Das Arbeitsgericht hat mit Urteil vom 24.04.2007 die Klage abgewiesen und zur Begründung im Wesentlichen ausgeführt, es habe kein konkreter, aktueller Anlass für den Kläger in seiner Funktion als Betriebsratsmitglied bestanden, an dem streitigen Tagesseminar teilzunehmen.
Gegen dieses dem Kläger am 04.06.2007 zugestellte Urteil hat er am 28.06.2007 die zugelassene Berufung eingelegt und sie am 02.08.2007 begründet.

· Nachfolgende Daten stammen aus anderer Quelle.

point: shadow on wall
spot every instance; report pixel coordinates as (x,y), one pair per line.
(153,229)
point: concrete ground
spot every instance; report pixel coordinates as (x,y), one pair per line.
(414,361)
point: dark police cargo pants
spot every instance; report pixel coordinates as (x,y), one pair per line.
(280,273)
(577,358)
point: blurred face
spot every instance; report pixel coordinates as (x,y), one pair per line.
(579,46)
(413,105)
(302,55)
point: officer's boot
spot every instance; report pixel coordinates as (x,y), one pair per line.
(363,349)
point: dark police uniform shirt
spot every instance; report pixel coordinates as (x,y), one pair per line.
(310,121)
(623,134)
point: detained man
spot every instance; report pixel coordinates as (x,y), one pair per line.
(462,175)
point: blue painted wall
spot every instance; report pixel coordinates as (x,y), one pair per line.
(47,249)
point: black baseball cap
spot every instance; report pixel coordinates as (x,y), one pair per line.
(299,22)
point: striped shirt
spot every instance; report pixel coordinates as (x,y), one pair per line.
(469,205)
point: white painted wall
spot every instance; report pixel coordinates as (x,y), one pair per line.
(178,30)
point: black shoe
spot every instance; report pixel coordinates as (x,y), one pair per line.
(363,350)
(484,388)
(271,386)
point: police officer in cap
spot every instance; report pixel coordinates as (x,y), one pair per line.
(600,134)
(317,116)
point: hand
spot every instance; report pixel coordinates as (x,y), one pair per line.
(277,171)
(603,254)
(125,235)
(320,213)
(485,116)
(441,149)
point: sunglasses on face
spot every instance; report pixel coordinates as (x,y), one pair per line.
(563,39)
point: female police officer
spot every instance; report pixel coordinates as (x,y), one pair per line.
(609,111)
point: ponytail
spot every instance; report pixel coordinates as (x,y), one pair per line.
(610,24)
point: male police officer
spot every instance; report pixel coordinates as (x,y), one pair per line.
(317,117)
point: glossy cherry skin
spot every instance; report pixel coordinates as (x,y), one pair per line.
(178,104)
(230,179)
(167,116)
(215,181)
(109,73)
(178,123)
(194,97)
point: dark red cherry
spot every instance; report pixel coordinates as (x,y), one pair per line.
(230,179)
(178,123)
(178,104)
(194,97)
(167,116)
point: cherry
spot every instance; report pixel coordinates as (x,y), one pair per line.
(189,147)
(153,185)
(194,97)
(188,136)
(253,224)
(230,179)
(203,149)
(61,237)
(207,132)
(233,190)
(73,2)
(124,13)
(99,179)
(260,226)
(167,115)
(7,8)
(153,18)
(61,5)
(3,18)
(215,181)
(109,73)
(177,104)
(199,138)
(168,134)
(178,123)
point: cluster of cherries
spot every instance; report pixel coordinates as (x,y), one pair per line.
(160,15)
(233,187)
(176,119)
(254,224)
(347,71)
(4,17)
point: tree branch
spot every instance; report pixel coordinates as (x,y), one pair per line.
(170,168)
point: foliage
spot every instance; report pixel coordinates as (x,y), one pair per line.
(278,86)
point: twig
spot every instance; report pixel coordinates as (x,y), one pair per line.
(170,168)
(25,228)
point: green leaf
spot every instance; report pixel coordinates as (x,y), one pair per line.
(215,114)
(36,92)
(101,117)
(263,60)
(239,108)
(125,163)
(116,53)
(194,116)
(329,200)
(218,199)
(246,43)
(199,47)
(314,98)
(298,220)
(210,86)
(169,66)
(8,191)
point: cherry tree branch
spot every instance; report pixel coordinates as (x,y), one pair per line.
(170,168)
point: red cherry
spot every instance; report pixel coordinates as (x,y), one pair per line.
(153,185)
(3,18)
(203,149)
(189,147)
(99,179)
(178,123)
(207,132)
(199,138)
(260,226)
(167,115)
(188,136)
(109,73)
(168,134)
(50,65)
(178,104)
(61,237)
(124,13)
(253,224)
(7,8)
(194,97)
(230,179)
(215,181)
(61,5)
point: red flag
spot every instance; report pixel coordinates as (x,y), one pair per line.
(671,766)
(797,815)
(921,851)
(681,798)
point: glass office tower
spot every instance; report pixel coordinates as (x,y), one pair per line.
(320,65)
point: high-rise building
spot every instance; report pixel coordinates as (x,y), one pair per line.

Es ist der Meinung, die Teilnahme an der Schulung sei erforderlich gewesen. Denn nach dem Austritt der Beklagten aus dem Arbeitgeberverband hätte der Betriebsrat über die Fortgeltung von Tarifverträgen informiert werden müssen – gerade auch im Hinblick auf die besondere Bedeutung für die Mitbestimmungsrechte. Ebenso habe sich die Notwendigkeit einer besonderen Überwachung der Arbeitsverträge ergeben.
Der Kläger beantragt,
das Urteil des Arbeitsgerichts Bochum vom 24.04.2007 – 2 Ca 335/07 – abzuändern und die Beklagte zu verurteilen, an den Kläger 203,06 EUR brutto nebst Zinsen in Höhe von 5 Prozentpunkten über dem Basiszinssatz seit dem 16.02.2007 zu zahlen.
Die Beklagte beantragt,
die Berufung zurückzuweisen.
Sie ist der Ansicht, der Kläger tausche seinen erstinstanzlichen ...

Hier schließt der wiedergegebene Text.